How hard is it to be confident about our food choices these days? Old wisdom about healthy eating is overturned almost daily, but it can be difficult to figure out which direction we should be taking instead amidst the sensational headlines and opposing claims.
In an attempt to simplify one small but important corner of the nutrition arena, we are taking a closer look at wonderful world of cooking oils, specifically, whether they’re any good for us, and how we should be using them.
Cooking oils used to be saddled with the “unhealthy” label – to be used as little as possible, and always accompanied by a side of guilt. Thankfully, decades of studies have proven that in fact we needn’t feel a smidge of guilt at all. In fact, it is now widely accepted that these oils can form an excellent source of healthy fats in our diets.
But of course, not all fats are created equal. So, while we do need a dose of healthy oils, we also need to be mindful about which ones. To be specific, we are aiming to keep saturated fats to a minimum and embrace the unsaturated ones. How to tell which is which? Highly saturated fats are solid at room temperature (such as bacon grease or cheese) and the less saturated an oil is, the more likely it remains a liquid at all temperatures.
So, which cooking oils should we be using?

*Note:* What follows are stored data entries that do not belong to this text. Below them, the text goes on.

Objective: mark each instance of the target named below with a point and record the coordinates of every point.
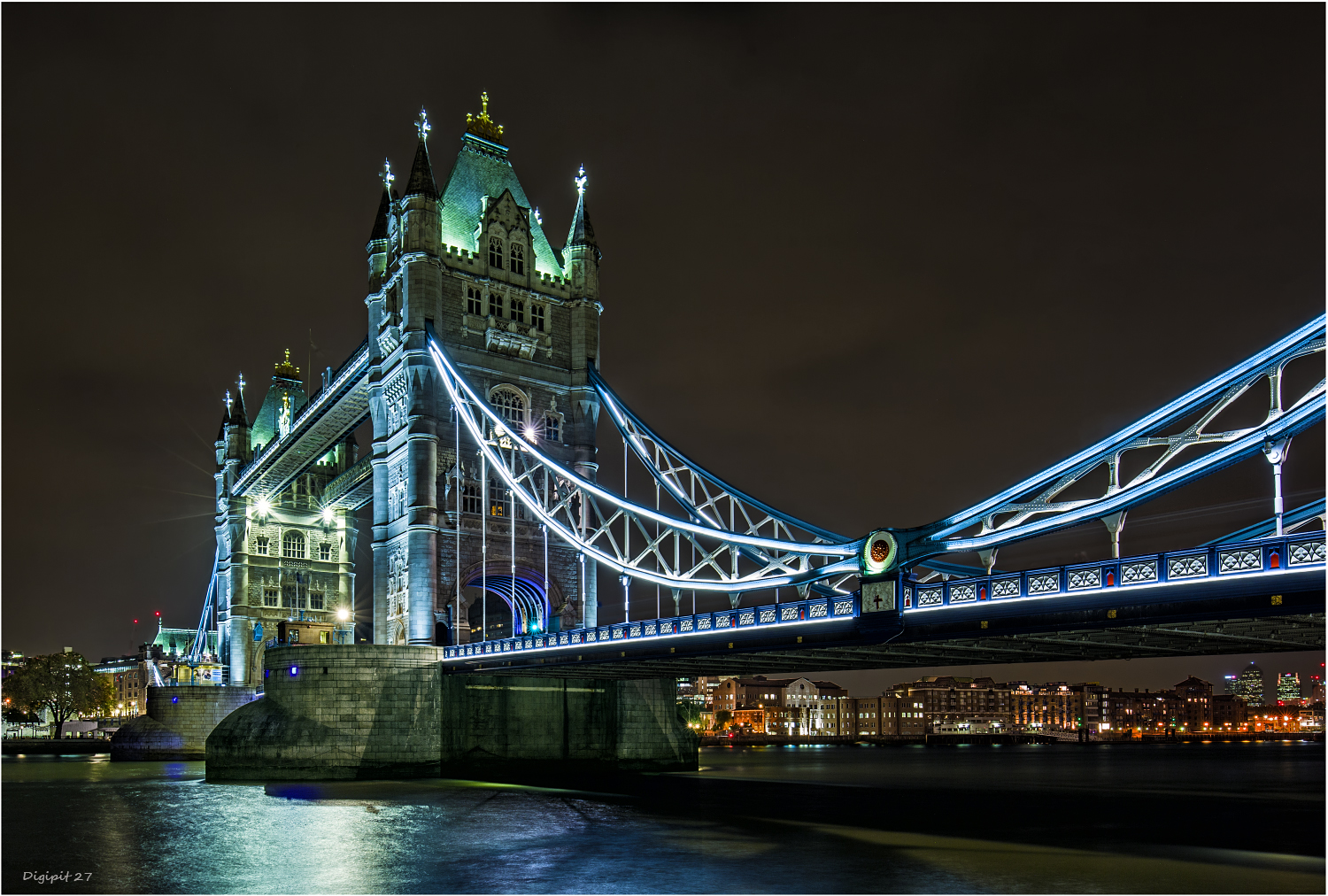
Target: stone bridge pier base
(372, 710)
(177, 723)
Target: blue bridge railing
(1270, 556)
(1259, 556)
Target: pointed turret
(380, 220)
(582, 254)
(421, 173)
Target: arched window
(292, 545)
(510, 406)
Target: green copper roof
(267, 420)
(483, 170)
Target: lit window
(510, 406)
(292, 545)
(470, 502)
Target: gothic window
(292, 598)
(497, 499)
(512, 408)
(292, 545)
(470, 502)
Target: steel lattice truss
(725, 540)
(1032, 507)
(706, 499)
(640, 542)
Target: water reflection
(159, 827)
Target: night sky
(870, 265)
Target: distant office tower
(1247, 685)
(1288, 688)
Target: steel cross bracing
(706, 498)
(635, 540)
(334, 412)
(1032, 507)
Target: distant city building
(1247, 685)
(1315, 689)
(1288, 688)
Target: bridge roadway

Well, the answer may surprise you. Partly because the most beloved oil of recent years is actually the least healthy option for cooking. Despite its reputation as the cure of all ills, Coconut oil has by far the highest concentration of saturated fats and thus should be limited. You’re welcome to slather it on your face and hair, but on your plate, you’ll need to keep the quantity in check.
Peanut oil is full of flavour with a nutty aroma, and is a good source of vitamin E. It is popular in Chinese, South Asian and Southeast Asian cooking, and since it can withstand high temperatures, it is great for stir fries, amongst other Asian-inspired fare.
Canola oil is popular for a reason! It is a great choice for all types of cooking, thanks to its high smoke point, meaning it can withstand very high temperatures, while still tasting good in a fresh salad. It is also inexpensive and is a good source of those amazing omega-3 fats which can help us fight depression, ADHD, Alzheimer’s, and even cancer. Plus, omega 3’s are great for our eyes!
Grapeseed oil is extracted from the grape seeds that are left over in the wine-making process. It is good for everything from deep frying to making salad dressing. It’s super mild taste won’t overpower the natural flavours in your dish, so it’s a great choice for those times you want the freshness and flavour of the food to really shine through.This oil should be stored in the fridge so that it doesn’t go rancid.
Olive oil, beloved of chefs and foodies the world over, is high in monounsaturated fats, and remains a superior choice especially in its most sought-after variety: Extra-virgin. Cold-pressed and unrefined, extra-virgin olive oil is flavourful and rich in antioxidants. It’s “virgin” label signals that it was produced by physical means, without applying heat or chemicals. As olive oil is further refined, it usually becomes lighter in colour and loses its flavour and nutrient richness. “Pure olive oil” is actually a blend of virgin and refined olive oil.
Although it can be used for all types of cooking, extra-virgin olive oil will lose some of its nutritional value at high temperatures, so it is best kept for sautéing vegetables, dipping breads, or as salad dressing.
And following scandals over false advertising, it helps to check that what you are paying for is the real deal. How? Sources recommend looking for:
A harvest date (must be less than 2 years old);A dark bottle, which protects the oil from deterioration through UV light;The SA Olive seal to ensure you’re getting the best quality local product.
Sesame oil is also common in Asian cuisine, as well as Indian and Middle Eastern cooking. It is highly regarded as a health-boosting oil, aiding heart and skin health amongst other things. It is loved for the nutty flavour it adds to cooking. Roasted sesame oil is even more flavourful and is used as a condiment or to season a hot dish just before serving, rather than for cooking per se. Refrigerate after opening this one.
Sunflower oil is rich in vitamin E and mild in taste, and is another very versatile oil that is high in the good fats making it an excellent choice when it comes to heart health. Like canola, sunflower oil has a high smoke point, and so can be used in anything from deep frying to salad dressing.